If you miss a midterm exam, the following procedures apply: To receive an excused absence, you must either arrange your absence in advance with your instructor (i.e., prior to the absence), or complete an Excused Absence Form at the Undergraduate College Office, Room 207 Engineering Hall, indicating that you missed the midterm exam and the reason for the absence. This form must be signed by a physician or medical official for a medical excuse, or by the Office of the Dean of Students (Emergency Dean, 610 E. John Street, 3330050) for a personal excuse due to personal illness, family emergencies, or other uncontrollable circumstances. Present the completed form in person to your instructor as soon as possible after you return. Scores on midterms due to excused absences will not be made up. Your midterm score for an excused absence will be the weighted average of the other midterm score and final exam score. An unexcused absence from a midterm will be counted as a 0.

Final Exam

    Time: Friday, August 8, 7:00 p.m.-9:00 p.m.
    Location: 1EVRT-151
Two two-sided 8.5" by 11" sheets of notes are allowed at the final, with font size no smaller than 10 pt or equivalent handwriting. Bring a picture ID. No calculators. The exam consists of a sampling of problems related to the lectures, course notes, and homework problems from throughout the semester. It has about twice as many problems as a midterm exam. Material for problem sets 11 - 13 will be covered slightly more heavily because it wasn't covered in the midterm exams. You are responsible for knowing the forms of all the key discrete and continuous-type distributions listed on the inside covers of the notes (same as Appendix 5.2). Comprehensive lists of the course topics are the table of contents and the index of the notes.
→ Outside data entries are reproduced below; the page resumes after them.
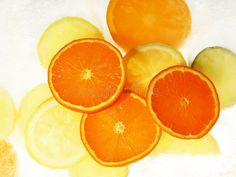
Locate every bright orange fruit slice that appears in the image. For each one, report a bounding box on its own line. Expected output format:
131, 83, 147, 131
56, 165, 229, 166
147, 66, 220, 139
81, 93, 161, 166
124, 43, 186, 98
107, 0, 191, 50
48, 39, 125, 112
0, 139, 17, 177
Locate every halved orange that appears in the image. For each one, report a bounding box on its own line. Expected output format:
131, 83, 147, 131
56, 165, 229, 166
81, 92, 161, 166
0, 138, 18, 177
147, 66, 220, 139
107, 0, 191, 50
48, 39, 125, 112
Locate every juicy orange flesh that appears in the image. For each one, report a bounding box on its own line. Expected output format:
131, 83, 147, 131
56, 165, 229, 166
84, 93, 159, 162
107, 0, 191, 49
151, 71, 215, 135
52, 42, 122, 107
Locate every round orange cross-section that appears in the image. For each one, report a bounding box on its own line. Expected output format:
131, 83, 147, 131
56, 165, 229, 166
147, 66, 220, 139
81, 93, 161, 166
48, 39, 125, 112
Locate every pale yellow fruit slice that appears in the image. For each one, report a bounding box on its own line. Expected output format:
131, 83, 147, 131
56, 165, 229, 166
69, 155, 129, 177
0, 139, 17, 177
0, 87, 16, 137
192, 47, 236, 108
38, 17, 103, 68
124, 43, 186, 97
25, 98, 87, 168
17, 84, 52, 130
151, 132, 220, 156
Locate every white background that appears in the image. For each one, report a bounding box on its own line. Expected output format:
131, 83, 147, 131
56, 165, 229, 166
0, 0, 236, 177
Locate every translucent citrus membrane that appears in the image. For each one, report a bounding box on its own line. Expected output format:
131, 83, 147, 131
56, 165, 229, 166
38, 17, 103, 68
17, 84, 52, 131
151, 132, 220, 157
192, 47, 236, 108
0, 138, 18, 177
69, 156, 129, 177
0, 87, 16, 137
25, 98, 87, 168
124, 43, 186, 97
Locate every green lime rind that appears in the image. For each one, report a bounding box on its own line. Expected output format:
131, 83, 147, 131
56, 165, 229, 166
192, 46, 236, 108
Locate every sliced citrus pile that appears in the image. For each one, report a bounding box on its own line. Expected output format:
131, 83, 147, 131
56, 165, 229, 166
81, 93, 161, 166
69, 156, 129, 177
192, 47, 236, 108
107, 0, 191, 50
17, 84, 52, 130
48, 39, 125, 112
151, 132, 220, 157
147, 66, 220, 139
0, 139, 17, 177
0, 87, 16, 137
25, 98, 86, 168
38, 17, 103, 68
124, 43, 186, 97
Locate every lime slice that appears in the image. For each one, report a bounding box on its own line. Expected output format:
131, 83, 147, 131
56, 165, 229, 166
0, 139, 17, 177
0, 87, 16, 137
17, 84, 52, 130
70, 156, 129, 177
25, 98, 87, 168
38, 17, 103, 68
192, 47, 236, 108
124, 43, 186, 97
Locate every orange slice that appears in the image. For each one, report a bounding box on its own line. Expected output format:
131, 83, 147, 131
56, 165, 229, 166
124, 43, 186, 97
0, 139, 17, 177
81, 93, 161, 166
107, 0, 191, 50
48, 39, 125, 112
147, 66, 220, 139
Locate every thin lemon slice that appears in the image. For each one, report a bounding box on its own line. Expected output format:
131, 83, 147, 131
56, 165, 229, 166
151, 132, 220, 156
0, 87, 16, 137
124, 43, 186, 97
0, 139, 17, 177
38, 17, 103, 68
69, 156, 129, 177
25, 98, 87, 168
17, 84, 52, 130
192, 47, 236, 108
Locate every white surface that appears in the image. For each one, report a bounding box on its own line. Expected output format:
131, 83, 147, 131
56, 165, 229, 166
0, 0, 236, 177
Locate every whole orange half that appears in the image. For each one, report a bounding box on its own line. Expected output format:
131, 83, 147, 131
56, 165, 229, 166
80, 93, 161, 166
48, 39, 125, 112
147, 66, 220, 139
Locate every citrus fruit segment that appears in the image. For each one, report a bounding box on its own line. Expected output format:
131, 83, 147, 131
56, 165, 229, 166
25, 98, 86, 168
0, 87, 16, 137
107, 0, 191, 50
192, 47, 236, 108
38, 17, 103, 68
151, 132, 220, 156
147, 66, 220, 139
48, 39, 125, 112
0, 139, 17, 177
124, 43, 186, 97
69, 156, 129, 177
81, 93, 161, 166
17, 84, 52, 130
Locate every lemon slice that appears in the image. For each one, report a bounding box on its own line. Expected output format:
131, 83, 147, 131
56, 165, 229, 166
192, 47, 236, 108
0, 139, 17, 177
124, 43, 186, 97
151, 132, 220, 156
17, 84, 52, 130
38, 17, 103, 68
0, 87, 16, 137
25, 98, 87, 168
69, 155, 129, 177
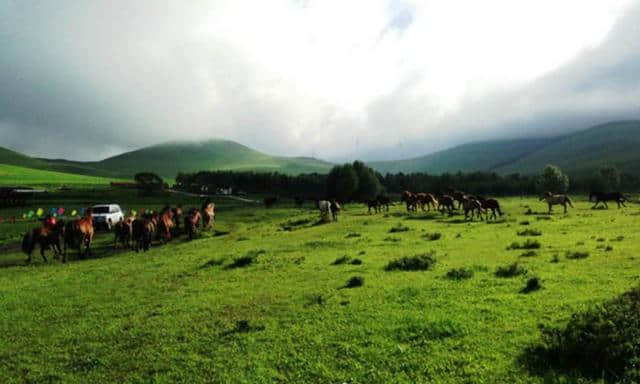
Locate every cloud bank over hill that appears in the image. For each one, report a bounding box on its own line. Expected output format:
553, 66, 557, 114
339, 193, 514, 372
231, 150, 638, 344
0, 0, 640, 160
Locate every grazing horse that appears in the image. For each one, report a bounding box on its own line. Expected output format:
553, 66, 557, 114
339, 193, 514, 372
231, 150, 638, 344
157, 206, 175, 242
263, 196, 278, 208
589, 192, 627, 209
184, 208, 202, 240
462, 197, 484, 220
415, 193, 438, 211
438, 195, 455, 214
329, 199, 340, 221
402, 191, 418, 212
132, 213, 159, 252
447, 187, 465, 208
201, 203, 216, 229
22, 220, 65, 263
367, 198, 380, 214
376, 194, 391, 212
478, 198, 502, 220
62, 208, 94, 263
113, 216, 133, 248
540, 192, 573, 213
171, 204, 182, 234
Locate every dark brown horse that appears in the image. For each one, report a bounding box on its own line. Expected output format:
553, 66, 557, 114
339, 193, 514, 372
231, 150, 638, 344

There will be a conflict final exam scheduled but there are strict rules to be followed in determining eligibility for the conflict exam. In particular, you may be eligible to take the conflict final only if you would otherwise have three finals in one 24 hour period. If you qualify for a conflict final, please contact jxu18 at with the word "conflict final" in the subject header by April 15, and explain what other finals you have (the courses and times of the finals) that make you eligible for the conflict final under the above campus policy. If for some reason of emergency such as severe illness you are not able to take the final exam at the required time, you will need to obtain a written excuse from the Office of the Dean of Students.

A table of values of the standard Gaussian CDF will be supplied to you if it is needed on an exam.

See Previous semester's web pages for old exams and solutions.